Malam hari telah tiba, waktu menunjukkan pukul tujuh. Dan saatnya bagi Lunar untuk berpamitan pulang. Ia merasa puas dengan kunjungan kali ini. Sebab mereka, dapat menghibur hati Lunar yang sepi. Mereka bertiga berjalan menuju pintu. Lunar memakai kembali sepatu hitam yang dikenakannya. Kemudian mengucapkan beberapa patah kata terima kasih pada mereka.
            “Hari ini terasa begitu cepat. Aku sangat senang dapat mengunjungimu, Vanny. Jika aku punya waktu lagi, aku akan mencoba untuk datang kembali kesini.”
            “Terima kasih juga karena telah datang menerima tawaranku. Kau orang yang sangat baik, mampu mengisi kesepianku disini.” wajah vanny tersenyum.
            “Kak Lunar nanti harus datang lagi yah! Jangan sampai lupa!” kata Evan penuh semangat.
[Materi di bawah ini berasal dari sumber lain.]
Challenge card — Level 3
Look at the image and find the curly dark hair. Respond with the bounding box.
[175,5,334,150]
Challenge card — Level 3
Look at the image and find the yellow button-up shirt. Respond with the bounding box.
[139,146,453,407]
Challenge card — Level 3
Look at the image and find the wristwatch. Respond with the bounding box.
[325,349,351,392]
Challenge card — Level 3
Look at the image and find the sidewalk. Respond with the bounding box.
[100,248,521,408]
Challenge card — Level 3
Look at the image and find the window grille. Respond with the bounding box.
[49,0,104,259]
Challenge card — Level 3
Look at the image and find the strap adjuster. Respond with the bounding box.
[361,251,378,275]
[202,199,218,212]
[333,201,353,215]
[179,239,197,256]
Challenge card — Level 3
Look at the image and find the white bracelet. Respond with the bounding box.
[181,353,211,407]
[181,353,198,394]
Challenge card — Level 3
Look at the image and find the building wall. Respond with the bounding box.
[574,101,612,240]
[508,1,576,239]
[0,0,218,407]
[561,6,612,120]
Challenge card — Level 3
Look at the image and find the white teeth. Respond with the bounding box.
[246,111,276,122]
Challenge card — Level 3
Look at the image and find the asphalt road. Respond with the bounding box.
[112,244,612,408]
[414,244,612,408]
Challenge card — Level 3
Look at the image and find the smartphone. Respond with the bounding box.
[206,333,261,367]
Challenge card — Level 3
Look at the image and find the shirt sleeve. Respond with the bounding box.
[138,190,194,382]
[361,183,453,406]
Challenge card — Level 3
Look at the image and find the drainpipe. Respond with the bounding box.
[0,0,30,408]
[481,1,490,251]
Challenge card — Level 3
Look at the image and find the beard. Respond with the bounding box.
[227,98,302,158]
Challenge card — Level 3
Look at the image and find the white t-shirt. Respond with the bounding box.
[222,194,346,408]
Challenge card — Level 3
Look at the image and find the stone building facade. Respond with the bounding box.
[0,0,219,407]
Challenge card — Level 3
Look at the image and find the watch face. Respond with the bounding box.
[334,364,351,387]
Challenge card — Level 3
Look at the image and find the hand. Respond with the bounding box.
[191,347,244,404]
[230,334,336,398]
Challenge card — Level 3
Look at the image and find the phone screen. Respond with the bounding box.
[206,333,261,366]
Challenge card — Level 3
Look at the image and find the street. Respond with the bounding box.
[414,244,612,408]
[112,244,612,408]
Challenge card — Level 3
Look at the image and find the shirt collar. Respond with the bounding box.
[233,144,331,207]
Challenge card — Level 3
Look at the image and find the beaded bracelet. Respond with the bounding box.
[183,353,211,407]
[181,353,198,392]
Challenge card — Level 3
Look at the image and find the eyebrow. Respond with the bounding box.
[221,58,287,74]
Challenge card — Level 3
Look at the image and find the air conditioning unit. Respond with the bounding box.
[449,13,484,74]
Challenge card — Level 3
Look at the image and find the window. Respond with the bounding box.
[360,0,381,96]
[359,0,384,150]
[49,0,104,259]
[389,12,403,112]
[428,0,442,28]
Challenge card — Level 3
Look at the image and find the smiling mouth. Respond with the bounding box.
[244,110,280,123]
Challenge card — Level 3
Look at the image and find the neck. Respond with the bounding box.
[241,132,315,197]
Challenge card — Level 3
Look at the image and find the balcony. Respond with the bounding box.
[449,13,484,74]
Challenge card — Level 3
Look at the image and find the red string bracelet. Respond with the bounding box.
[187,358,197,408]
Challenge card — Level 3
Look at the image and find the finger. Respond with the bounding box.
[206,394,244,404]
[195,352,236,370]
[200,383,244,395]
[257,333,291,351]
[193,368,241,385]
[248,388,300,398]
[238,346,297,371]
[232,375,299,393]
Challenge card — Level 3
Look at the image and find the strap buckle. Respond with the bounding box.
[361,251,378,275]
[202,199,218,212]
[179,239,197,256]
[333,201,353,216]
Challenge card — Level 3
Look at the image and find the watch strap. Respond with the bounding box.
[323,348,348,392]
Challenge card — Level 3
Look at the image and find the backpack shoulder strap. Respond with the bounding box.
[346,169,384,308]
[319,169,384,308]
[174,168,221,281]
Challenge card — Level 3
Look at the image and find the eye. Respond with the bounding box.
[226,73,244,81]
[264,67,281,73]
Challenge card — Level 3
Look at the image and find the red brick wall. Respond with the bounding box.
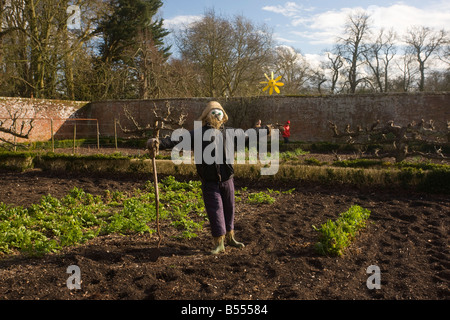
[0,97,86,142]
[0,93,450,142]
[80,93,450,142]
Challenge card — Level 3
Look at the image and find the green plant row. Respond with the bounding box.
[0,177,206,255]
[0,176,284,256]
[313,205,370,256]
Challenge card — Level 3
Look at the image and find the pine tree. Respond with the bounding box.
[99,0,170,64]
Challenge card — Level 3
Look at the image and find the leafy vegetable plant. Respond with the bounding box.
[313,205,370,256]
[0,177,207,256]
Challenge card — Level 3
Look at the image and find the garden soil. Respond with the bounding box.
[0,164,450,300]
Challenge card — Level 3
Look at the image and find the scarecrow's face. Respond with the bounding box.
[209,109,223,122]
[206,109,225,129]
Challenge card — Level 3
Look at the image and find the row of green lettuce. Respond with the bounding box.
[0,177,207,255]
[0,151,450,193]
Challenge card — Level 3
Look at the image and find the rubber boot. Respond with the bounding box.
[211,236,225,254]
[225,230,245,248]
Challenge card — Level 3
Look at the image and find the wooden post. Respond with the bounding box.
[114,118,117,150]
[97,119,100,150]
[72,120,77,154]
[50,119,55,152]
[13,120,17,152]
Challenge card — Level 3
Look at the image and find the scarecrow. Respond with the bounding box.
[147,101,270,254]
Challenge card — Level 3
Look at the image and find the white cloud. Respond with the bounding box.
[263,0,450,46]
[262,2,313,17]
[164,15,203,29]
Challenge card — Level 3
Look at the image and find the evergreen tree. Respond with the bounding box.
[99,0,170,64]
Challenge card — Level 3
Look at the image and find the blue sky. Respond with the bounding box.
[159,0,450,55]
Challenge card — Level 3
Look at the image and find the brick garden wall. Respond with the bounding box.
[0,93,450,142]
[0,97,87,142]
[80,93,450,142]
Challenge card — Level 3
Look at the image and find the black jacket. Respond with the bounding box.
[159,124,269,182]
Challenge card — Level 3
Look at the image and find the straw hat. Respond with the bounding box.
[198,101,228,125]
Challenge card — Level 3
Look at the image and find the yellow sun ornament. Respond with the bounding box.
[260,72,284,95]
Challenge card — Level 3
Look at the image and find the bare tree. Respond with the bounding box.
[326,45,345,94]
[176,11,272,97]
[328,119,450,162]
[338,11,370,93]
[405,26,446,91]
[119,101,187,152]
[274,46,310,94]
[363,29,397,92]
[0,106,34,146]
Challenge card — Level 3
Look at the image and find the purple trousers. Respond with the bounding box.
[202,178,234,237]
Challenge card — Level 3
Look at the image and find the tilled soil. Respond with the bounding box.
[0,170,450,300]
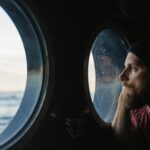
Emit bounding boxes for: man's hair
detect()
[127,39,150,68]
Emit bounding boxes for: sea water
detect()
[0,91,23,133]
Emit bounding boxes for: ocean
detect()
[0,91,24,133]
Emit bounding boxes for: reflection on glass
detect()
[0,7,27,133]
[88,29,128,123]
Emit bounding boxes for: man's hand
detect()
[118,86,136,109]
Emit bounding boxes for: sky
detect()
[0,7,27,92]
[88,52,96,101]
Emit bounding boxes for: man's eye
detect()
[132,67,138,71]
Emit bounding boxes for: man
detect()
[112,40,150,150]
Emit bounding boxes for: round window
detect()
[88,29,128,123]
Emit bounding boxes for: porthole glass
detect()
[0,0,51,149]
[0,7,27,133]
[88,29,128,123]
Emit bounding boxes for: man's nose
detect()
[119,69,128,82]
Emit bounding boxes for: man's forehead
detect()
[125,52,143,65]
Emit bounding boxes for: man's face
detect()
[119,52,150,102]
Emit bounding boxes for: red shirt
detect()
[130,106,150,147]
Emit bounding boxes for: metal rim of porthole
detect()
[0,0,52,149]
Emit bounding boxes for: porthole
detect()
[88,29,129,124]
[0,0,49,149]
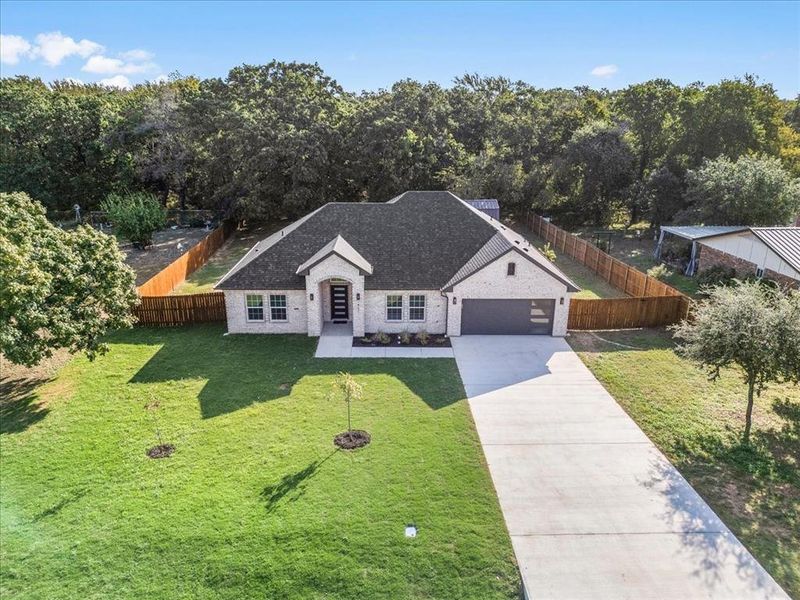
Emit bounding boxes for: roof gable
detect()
[297,235,372,276]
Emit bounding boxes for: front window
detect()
[408,295,425,321]
[246,294,264,321]
[269,294,286,321]
[386,294,403,321]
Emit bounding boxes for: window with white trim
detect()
[408,294,425,321]
[386,294,403,321]
[269,294,286,321]
[245,294,264,321]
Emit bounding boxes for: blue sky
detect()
[0,1,800,97]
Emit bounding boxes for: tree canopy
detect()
[0,61,800,224]
[0,192,137,366]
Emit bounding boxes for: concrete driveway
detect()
[452,336,788,600]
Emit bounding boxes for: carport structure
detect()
[653,225,748,277]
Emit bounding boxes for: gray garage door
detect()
[461,300,556,335]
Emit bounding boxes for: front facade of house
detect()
[216,192,578,336]
[698,227,800,288]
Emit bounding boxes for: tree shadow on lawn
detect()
[261,449,339,513]
[126,326,464,419]
[673,398,800,596]
[0,378,50,434]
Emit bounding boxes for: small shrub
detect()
[542,242,557,262]
[100,192,167,249]
[697,265,736,287]
[372,331,392,346]
[647,263,672,281]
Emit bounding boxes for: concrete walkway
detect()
[314,323,453,358]
[452,336,788,600]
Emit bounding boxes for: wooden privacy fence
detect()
[528,213,691,329]
[567,296,688,330]
[137,221,236,296]
[133,292,225,327]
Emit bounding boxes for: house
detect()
[697,227,800,288]
[215,191,578,336]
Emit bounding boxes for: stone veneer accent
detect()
[697,243,800,288]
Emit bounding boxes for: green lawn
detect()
[172,223,285,294]
[568,330,800,598]
[526,232,625,299]
[0,326,519,600]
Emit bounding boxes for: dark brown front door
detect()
[331,285,350,323]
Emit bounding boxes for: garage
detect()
[461,298,556,335]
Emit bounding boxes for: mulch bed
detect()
[147,444,175,458]
[353,333,450,348]
[333,429,372,450]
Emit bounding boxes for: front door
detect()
[331,284,350,323]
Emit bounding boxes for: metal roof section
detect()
[297,235,372,275]
[661,225,750,241]
[750,227,800,271]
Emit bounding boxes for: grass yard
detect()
[567,330,800,598]
[0,326,519,600]
[172,223,286,294]
[525,232,625,299]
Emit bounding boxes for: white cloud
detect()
[33,31,105,67]
[119,48,154,62]
[591,65,619,77]
[0,35,32,65]
[81,54,155,75]
[98,75,132,90]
            Lunar tersenyum, menepuk-nepuk kepala anak kecil itu.
            “Tentu Evan. Kau anak yang hebat. Kamu harus mengasah bakat yang kau miliki. kelak kau akan menjadi orang yang terpandang.” Lunar merapihkan pakaiannya kembali. “Aku pergi dulu. Terima kasih untuk hari ini.”
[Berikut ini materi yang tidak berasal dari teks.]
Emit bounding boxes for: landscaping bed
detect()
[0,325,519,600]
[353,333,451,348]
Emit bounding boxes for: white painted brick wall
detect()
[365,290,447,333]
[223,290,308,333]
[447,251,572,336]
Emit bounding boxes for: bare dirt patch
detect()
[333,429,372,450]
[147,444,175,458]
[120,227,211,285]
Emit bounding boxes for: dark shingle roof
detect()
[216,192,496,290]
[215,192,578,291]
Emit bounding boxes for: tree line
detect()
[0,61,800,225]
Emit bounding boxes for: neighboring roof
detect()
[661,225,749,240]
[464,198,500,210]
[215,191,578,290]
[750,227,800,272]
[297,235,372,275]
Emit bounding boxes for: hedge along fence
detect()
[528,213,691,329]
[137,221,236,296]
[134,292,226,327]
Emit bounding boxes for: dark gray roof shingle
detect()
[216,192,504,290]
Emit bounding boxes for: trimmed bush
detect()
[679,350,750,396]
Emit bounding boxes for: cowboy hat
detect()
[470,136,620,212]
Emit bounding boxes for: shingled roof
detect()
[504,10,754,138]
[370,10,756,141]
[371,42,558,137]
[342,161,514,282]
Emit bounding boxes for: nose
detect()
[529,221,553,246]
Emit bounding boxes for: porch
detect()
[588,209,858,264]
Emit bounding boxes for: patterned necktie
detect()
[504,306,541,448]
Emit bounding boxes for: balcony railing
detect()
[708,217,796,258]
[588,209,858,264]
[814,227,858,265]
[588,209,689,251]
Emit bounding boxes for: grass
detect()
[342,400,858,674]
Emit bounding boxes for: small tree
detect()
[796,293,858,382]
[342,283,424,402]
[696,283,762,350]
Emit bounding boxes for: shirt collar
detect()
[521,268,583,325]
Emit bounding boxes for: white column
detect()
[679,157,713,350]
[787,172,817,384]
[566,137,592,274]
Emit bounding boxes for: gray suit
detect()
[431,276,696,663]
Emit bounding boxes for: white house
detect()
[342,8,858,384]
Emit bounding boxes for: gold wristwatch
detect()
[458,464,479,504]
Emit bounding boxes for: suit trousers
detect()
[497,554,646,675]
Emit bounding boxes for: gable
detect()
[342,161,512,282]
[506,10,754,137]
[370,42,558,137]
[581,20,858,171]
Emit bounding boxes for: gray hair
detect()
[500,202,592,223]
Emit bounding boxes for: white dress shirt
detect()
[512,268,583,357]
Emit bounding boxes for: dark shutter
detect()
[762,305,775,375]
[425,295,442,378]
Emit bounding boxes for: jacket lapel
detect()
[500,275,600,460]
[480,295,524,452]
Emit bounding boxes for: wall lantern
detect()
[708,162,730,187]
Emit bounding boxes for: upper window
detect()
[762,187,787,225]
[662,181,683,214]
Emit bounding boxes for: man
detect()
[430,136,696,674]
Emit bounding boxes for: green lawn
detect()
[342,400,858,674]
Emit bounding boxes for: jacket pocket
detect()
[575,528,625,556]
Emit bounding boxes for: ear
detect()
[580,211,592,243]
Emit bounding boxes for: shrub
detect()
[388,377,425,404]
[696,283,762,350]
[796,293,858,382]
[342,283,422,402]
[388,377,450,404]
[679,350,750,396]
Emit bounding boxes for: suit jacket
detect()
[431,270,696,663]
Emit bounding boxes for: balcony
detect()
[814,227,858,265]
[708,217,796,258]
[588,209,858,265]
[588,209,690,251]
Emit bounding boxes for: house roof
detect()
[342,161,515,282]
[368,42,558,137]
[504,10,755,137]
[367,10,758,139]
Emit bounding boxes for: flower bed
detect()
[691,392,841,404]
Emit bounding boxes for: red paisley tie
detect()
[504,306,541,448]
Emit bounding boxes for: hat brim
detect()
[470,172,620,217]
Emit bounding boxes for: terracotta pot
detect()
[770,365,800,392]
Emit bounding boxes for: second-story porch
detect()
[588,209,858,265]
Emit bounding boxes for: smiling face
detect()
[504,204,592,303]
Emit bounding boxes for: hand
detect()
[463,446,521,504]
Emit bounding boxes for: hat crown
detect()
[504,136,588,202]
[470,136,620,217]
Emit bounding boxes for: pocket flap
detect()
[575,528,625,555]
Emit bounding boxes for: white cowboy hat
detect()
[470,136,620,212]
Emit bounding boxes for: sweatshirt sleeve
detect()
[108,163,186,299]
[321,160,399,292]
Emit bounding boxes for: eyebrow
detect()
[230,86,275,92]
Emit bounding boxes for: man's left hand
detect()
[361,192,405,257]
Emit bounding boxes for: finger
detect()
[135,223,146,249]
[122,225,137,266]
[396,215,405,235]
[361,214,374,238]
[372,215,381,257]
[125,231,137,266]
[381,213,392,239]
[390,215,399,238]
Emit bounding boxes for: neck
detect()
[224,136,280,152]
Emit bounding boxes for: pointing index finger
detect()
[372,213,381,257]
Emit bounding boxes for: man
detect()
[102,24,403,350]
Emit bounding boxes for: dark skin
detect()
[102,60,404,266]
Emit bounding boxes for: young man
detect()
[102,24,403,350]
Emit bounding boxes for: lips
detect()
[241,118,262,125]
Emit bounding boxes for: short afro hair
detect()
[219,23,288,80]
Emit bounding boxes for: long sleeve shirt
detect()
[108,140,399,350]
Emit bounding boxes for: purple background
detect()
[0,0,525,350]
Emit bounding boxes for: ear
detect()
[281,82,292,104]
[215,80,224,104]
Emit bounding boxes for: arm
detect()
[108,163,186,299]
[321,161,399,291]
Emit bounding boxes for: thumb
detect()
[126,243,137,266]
            Pria ini mulai pergi, menuju gang-gang yang gelap dimalam hari. Vanny dan Evan melambaikan tangan mereka dari kejauhan. Tempat ini sangat minim penerangan dan lampu jalan. Lunar sedikit cemas, akankah ia bertemu dengan seorang penjahat disini? Kurasa dia harus membuang jauh-jauh pikiran itu, agar membuatnya bisa tetap tenang. Ia menghidupkan sepeda motor pribadi miliknya untuk langsung berjalan pergi, menuju rumah yang sebenarnya. Di kediaman paman Sam Simon. Udara malam hari ini terasa begitu sejuk, ia dapat merasakan angin sepoi-sepoi yang menabrak setiap tubuhnya. Jarang sekali Lunar pergi pada malam hari, terkecuali terdapat suatu kepentingan yang harus membuatnya pergi.
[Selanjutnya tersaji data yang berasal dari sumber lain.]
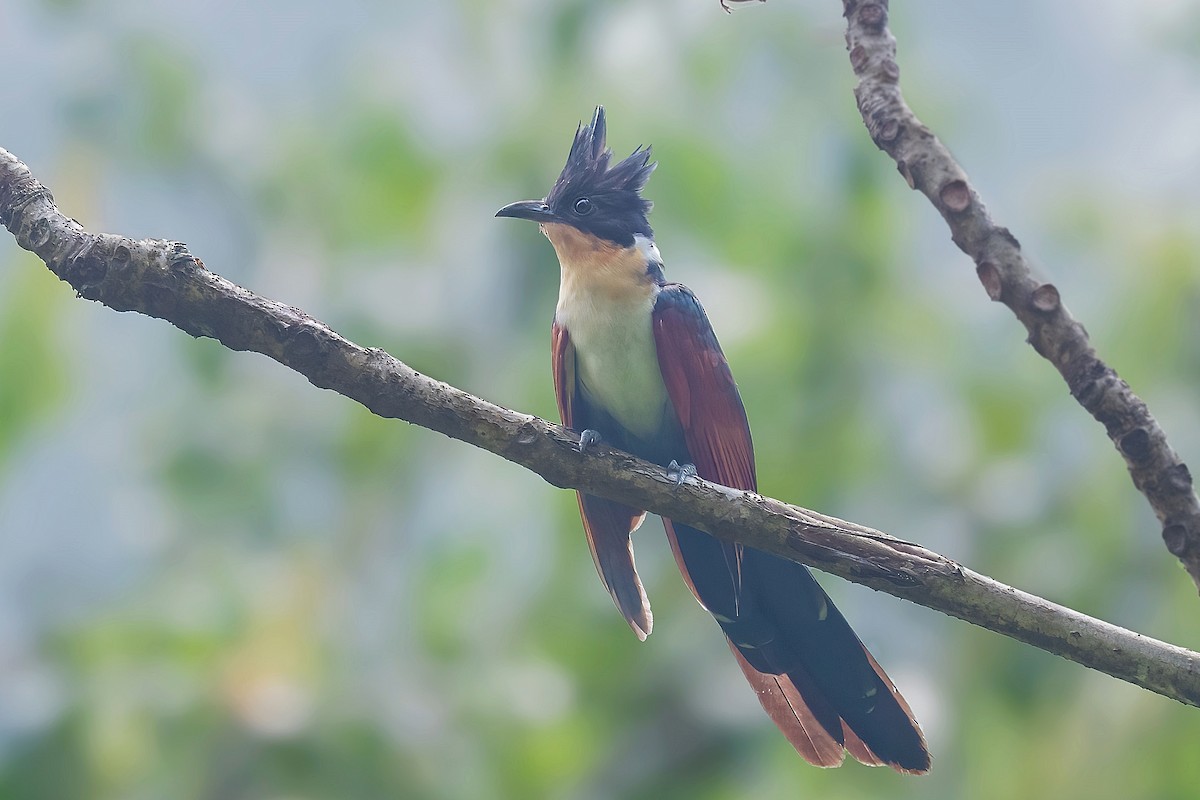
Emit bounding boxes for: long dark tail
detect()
[664,519,930,772]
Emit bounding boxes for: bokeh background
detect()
[0,0,1200,800]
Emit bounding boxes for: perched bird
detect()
[496,107,930,772]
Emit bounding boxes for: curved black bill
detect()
[496,200,554,222]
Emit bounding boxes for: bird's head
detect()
[496,106,658,248]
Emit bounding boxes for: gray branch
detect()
[844,0,1200,588]
[0,149,1200,705]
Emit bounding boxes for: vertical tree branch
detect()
[842,0,1200,588]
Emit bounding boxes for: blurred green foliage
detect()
[0,0,1200,800]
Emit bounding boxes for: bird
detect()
[496,106,930,774]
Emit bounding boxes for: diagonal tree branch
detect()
[842,0,1200,588]
[0,143,1200,705]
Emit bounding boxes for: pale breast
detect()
[556,287,668,439]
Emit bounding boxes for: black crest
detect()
[546,106,658,247]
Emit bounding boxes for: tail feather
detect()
[664,521,930,774]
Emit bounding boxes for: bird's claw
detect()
[667,458,696,488]
[580,428,600,452]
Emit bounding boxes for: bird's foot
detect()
[667,458,696,487]
[580,428,600,452]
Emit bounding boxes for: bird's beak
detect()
[496,200,554,223]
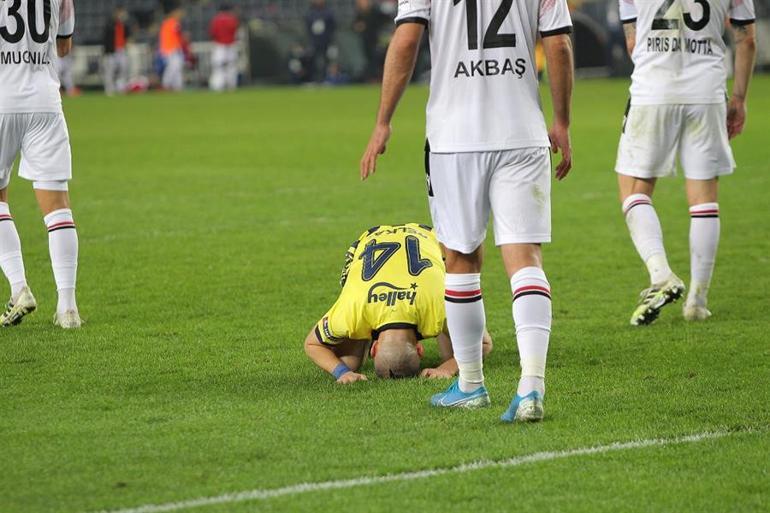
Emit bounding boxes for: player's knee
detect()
[446,246,483,274]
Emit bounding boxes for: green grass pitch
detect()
[0,77,770,513]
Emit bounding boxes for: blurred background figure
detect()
[102,6,131,96]
[305,0,337,83]
[54,54,80,96]
[209,3,240,91]
[159,5,187,91]
[353,0,391,82]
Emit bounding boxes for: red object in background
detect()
[115,21,126,52]
[209,12,240,45]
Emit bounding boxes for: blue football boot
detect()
[430,380,491,409]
            Saat berada di pinggir pantai, Lunar melihat sesosok wanita yang terduduk diam dibawah jembatan pantai. Ia sendiri bingung, siapa perempuan itu dan apa yang dilakukannya ditempat seperti itu. Pria ini semakin penasaran, ia memarkirkan kendaraannya serta langsung menuruni tangga-tangga menuju pasir putih. Lunar mencoba berjalan dengan setenang mungkin, dia tidak ingin jika kehadirannya justru membuat perempuan itu merasa ketakutan.
            “Hei nona, apa yang sedang kau lakukan disana?” saut Lunar dari kejauhan.
            Mendengar akan suara itu, bukannya membalas ucapan Lunar, wanita itu justru lari ketakutan. Seolah melihat sesosok penjahat yang ingin menyakitinya. Lunar mencoba berlari menyusulnya, namun upayanya tak berhasil.
            “Nona! Aku bukan orang jahat. Bisakah kita berbicara?”
            Ucapannya telah sia-sia. Betapa kagetnya Lunar, saat melihat wanita itu justru berlari menuju laut. Menyelam kedalam laut yang dalam. Lunar semakin panik, ia mengira wanita itu akan menyelesaikan hidupnya dengan bunuh diri. Lunar berlari mendekati air, berlarian kesana-kemari memanggil sang gadis.
            “Nona! Dimanakah kau? Aku bukan orang jahat. Aku hanya ingin, berkenalan denganmu.”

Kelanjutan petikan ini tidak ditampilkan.